Hay veces, que por alguna razón conectas con personas concretas.

Yo creo mucho en las energías y le doy mucha importancia a lo que me hacen sentir. No es algo racional. Es algo que aparece sólo a través de conexiones.

Eso es exactamente lo que me ocurrió hace ya 4 años en mi primera vez en Kenia y en el África negra, cuando de lejos vi un niño de unos 3 años con una sudadera atada con cuerdas y sin pantalones que me miraba con cara de curiosidad. Un niño al que hoy veo crecer y convertirse en todo lo el quiere ser.

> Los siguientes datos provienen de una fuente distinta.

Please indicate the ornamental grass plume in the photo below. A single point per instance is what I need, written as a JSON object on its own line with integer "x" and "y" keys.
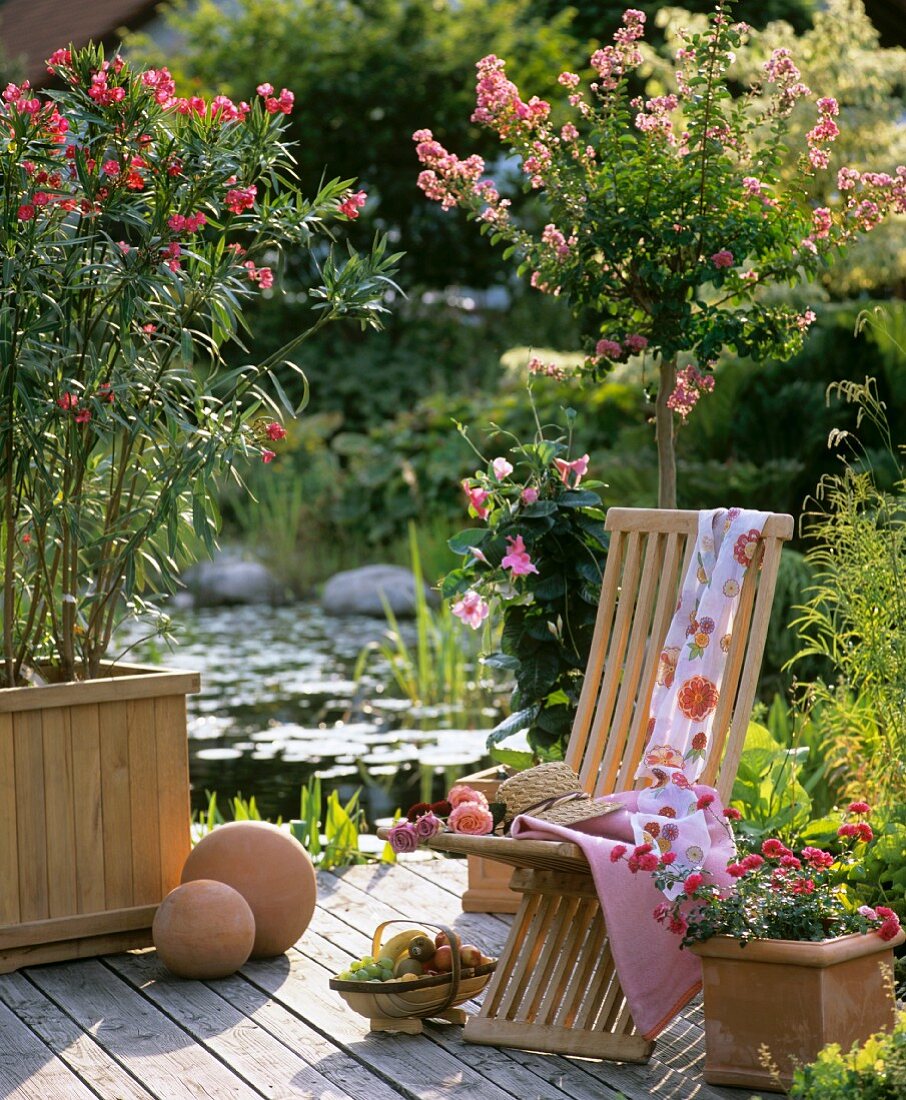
{"x": 666, "y": 218}
{"x": 779, "y": 892}
{"x": 135, "y": 223}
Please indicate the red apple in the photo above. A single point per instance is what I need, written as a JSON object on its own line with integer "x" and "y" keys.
{"x": 471, "y": 955}
{"x": 443, "y": 958}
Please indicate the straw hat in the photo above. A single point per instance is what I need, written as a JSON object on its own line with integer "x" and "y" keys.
{"x": 553, "y": 793}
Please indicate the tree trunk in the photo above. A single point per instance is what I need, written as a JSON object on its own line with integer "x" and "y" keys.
{"x": 666, "y": 450}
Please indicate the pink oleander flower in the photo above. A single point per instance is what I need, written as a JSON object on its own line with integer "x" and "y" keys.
{"x": 428, "y": 825}
{"x": 608, "y": 349}
{"x": 462, "y": 792}
{"x": 353, "y": 204}
{"x": 472, "y": 608}
{"x": 472, "y": 818}
{"x": 402, "y": 837}
{"x": 518, "y": 560}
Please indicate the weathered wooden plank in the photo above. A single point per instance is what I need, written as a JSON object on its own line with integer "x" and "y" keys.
{"x": 418, "y": 1066}
{"x": 527, "y": 1076}
{"x": 154, "y": 1049}
{"x": 9, "y": 833}
{"x": 29, "y": 1070}
{"x": 343, "y": 900}
{"x": 143, "y": 787}
{"x": 59, "y": 812}
{"x": 85, "y": 730}
{"x": 68, "y": 1042}
{"x": 173, "y": 790}
{"x": 117, "y": 822}
{"x": 30, "y": 810}
{"x": 247, "y": 1048}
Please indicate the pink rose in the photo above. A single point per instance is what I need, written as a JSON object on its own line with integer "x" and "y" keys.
{"x": 463, "y": 793}
{"x": 404, "y": 837}
{"x": 473, "y": 818}
{"x": 428, "y": 825}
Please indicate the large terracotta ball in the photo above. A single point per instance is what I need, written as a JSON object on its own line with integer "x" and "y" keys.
{"x": 203, "y": 930}
{"x": 272, "y": 871}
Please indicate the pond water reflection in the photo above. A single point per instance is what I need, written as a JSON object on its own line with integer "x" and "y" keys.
{"x": 278, "y": 705}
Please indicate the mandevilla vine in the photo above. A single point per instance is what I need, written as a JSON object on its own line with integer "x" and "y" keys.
{"x": 667, "y": 217}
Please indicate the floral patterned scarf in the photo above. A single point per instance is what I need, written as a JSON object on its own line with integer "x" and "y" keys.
{"x": 687, "y": 685}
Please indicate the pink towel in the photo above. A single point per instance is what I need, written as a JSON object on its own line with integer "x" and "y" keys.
{"x": 656, "y": 977}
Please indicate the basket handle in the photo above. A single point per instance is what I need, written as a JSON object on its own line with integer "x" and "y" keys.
{"x": 454, "y": 952}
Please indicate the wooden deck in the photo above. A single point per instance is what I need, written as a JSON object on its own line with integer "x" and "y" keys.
{"x": 121, "y": 1027}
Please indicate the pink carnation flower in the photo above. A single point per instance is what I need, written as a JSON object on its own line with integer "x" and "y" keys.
{"x": 472, "y": 818}
{"x": 462, "y": 793}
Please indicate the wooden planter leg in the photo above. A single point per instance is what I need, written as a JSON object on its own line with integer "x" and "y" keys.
{"x": 555, "y": 988}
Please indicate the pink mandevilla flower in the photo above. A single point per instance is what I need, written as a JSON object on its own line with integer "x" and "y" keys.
{"x": 472, "y": 608}
{"x": 518, "y": 560}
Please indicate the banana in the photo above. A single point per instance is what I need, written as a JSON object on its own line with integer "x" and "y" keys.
{"x": 398, "y": 945}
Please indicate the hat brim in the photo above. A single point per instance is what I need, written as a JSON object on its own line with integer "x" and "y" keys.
{"x": 579, "y": 810}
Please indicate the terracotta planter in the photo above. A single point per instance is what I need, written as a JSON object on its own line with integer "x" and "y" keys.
{"x": 488, "y": 881}
{"x": 790, "y": 999}
{"x": 94, "y": 812}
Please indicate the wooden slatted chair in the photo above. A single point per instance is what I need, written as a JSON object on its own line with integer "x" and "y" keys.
{"x": 555, "y": 988}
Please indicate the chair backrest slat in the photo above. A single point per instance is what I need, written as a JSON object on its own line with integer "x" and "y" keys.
{"x": 639, "y": 595}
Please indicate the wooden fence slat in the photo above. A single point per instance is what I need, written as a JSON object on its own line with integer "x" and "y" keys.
{"x": 9, "y": 832}
{"x": 117, "y": 823}
{"x": 59, "y": 812}
{"x": 30, "y": 815}
{"x": 86, "y": 736}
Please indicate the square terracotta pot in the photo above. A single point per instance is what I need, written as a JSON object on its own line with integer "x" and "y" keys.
{"x": 780, "y": 1001}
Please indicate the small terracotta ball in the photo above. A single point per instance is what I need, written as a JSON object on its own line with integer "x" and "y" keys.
{"x": 272, "y": 871}
{"x": 203, "y": 930}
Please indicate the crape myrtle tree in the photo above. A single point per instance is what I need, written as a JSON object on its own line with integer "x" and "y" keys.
{"x": 670, "y": 218}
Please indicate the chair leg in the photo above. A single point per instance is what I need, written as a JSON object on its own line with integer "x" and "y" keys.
{"x": 555, "y": 988}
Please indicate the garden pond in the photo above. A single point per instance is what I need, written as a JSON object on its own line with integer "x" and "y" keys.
{"x": 278, "y": 705}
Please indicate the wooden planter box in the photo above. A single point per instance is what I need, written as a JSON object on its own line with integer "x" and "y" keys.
{"x": 790, "y": 999}
{"x": 94, "y": 812}
{"x": 488, "y": 881}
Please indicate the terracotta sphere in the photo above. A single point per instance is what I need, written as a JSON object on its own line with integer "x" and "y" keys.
{"x": 203, "y": 930}
{"x": 272, "y": 871}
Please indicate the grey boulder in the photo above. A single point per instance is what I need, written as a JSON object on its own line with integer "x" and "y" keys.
{"x": 358, "y": 591}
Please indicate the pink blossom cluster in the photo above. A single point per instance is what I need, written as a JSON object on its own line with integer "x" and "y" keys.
{"x": 282, "y": 103}
{"x": 691, "y": 384}
{"x": 264, "y": 276}
{"x": 352, "y": 204}
{"x": 498, "y": 103}
{"x": 824, "y": 133}
{"x": 550, "y": 370}
{"x": 782, "y": 72}
{"x": 187, "y": 223}
{"x": 552, "y": 237}
{"x": 445, "y": 176}
{"x": 241, "y": 198}
{"x": 612, "y": 63}
{"x": 655, "y": 117}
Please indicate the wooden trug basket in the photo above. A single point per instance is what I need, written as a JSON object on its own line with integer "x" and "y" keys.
{"x": 400, "y": 1005}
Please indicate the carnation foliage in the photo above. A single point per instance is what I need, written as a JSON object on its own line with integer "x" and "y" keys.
{"x": 134, "y": 226}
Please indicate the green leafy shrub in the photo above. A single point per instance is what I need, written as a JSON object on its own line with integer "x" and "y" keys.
{"x": 875, "y": 1070}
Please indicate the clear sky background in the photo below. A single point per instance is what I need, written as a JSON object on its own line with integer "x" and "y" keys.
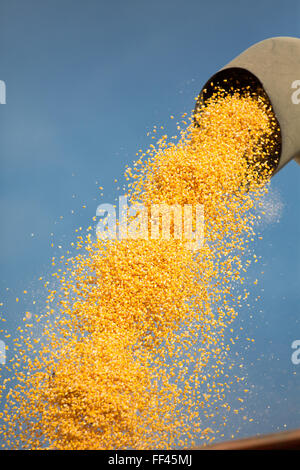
{"x": 85, "y": 82}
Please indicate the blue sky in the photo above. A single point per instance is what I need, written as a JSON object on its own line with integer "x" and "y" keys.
{"x": 85, "y": 82}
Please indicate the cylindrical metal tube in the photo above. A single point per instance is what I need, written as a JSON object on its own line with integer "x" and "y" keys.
{"x": 271, "y": 67}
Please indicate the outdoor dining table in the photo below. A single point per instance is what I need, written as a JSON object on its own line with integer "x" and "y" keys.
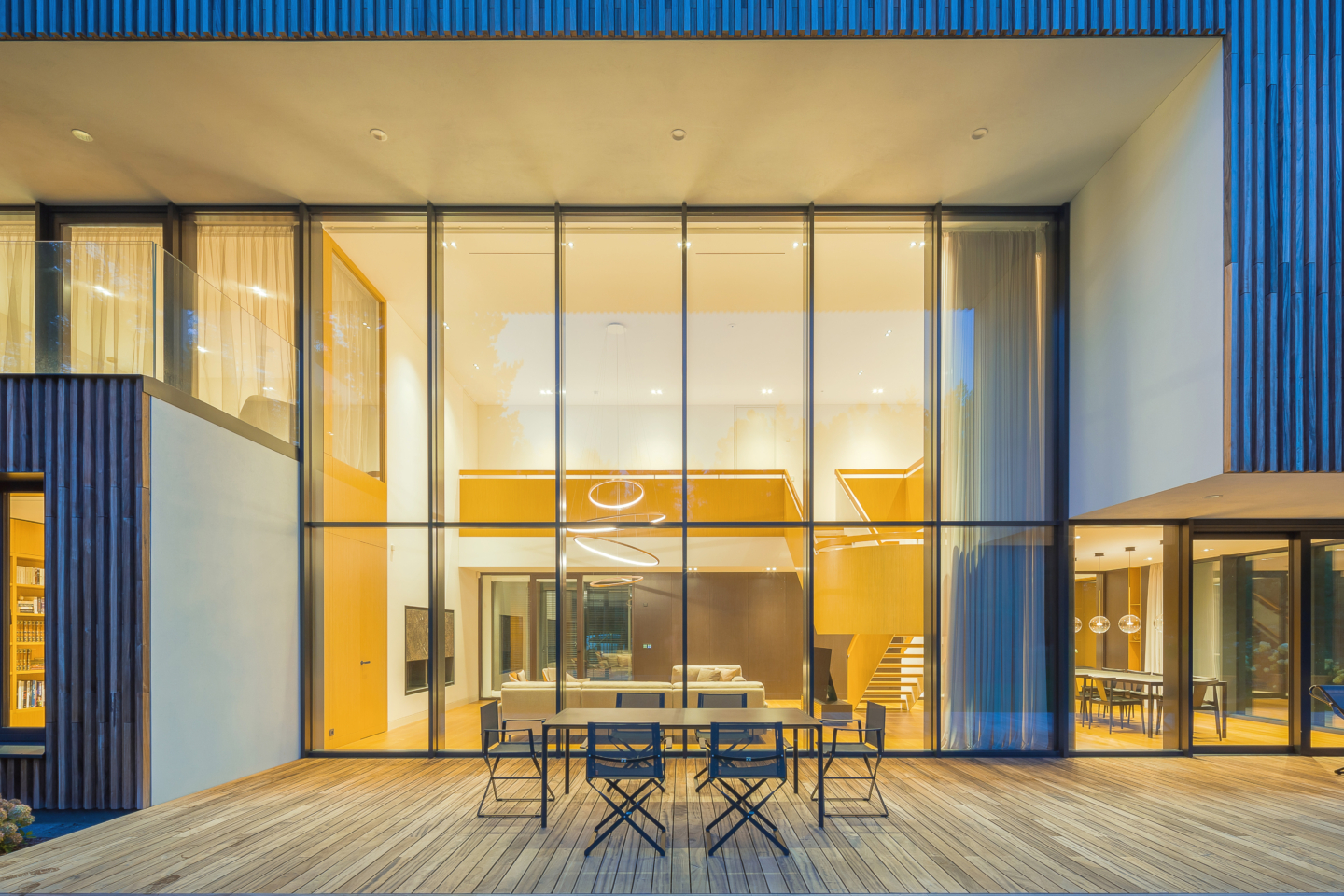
{"x": 684, "y": 721}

Os hablo de Eyoya y quiero que conozcáis un poco su historia.

Cuando le conocimos, vivía en una choza de barro y paja de unos 15m2 con su tía Cristin, uno de sus hermanos y otros 9 primos. Fue la primera casa de Chumvi (así se llama el poblado donde vive) en la que entré y la primera bofetada de realidad de tantas que me ha traído mi trabajo.

Lo primero que hice fue preguntar,

«¿Dónde está su madre?»

«Su mamá murió de Sida y por eso ahora vive con su tía»

Ahí estaba él junto a todos los demás, mirando con los ojos muy abiertos y la poca inocencia de un niño al que le han obligado a perderla.

Eyoya ha ido creciendo, va al colegio de Idea Libre en Chumvi y es exageradamente listo. Desde pequeño se le veía, fue de los primeros del grupo en aprender a leer y escribir y suele ir por delante de los demás.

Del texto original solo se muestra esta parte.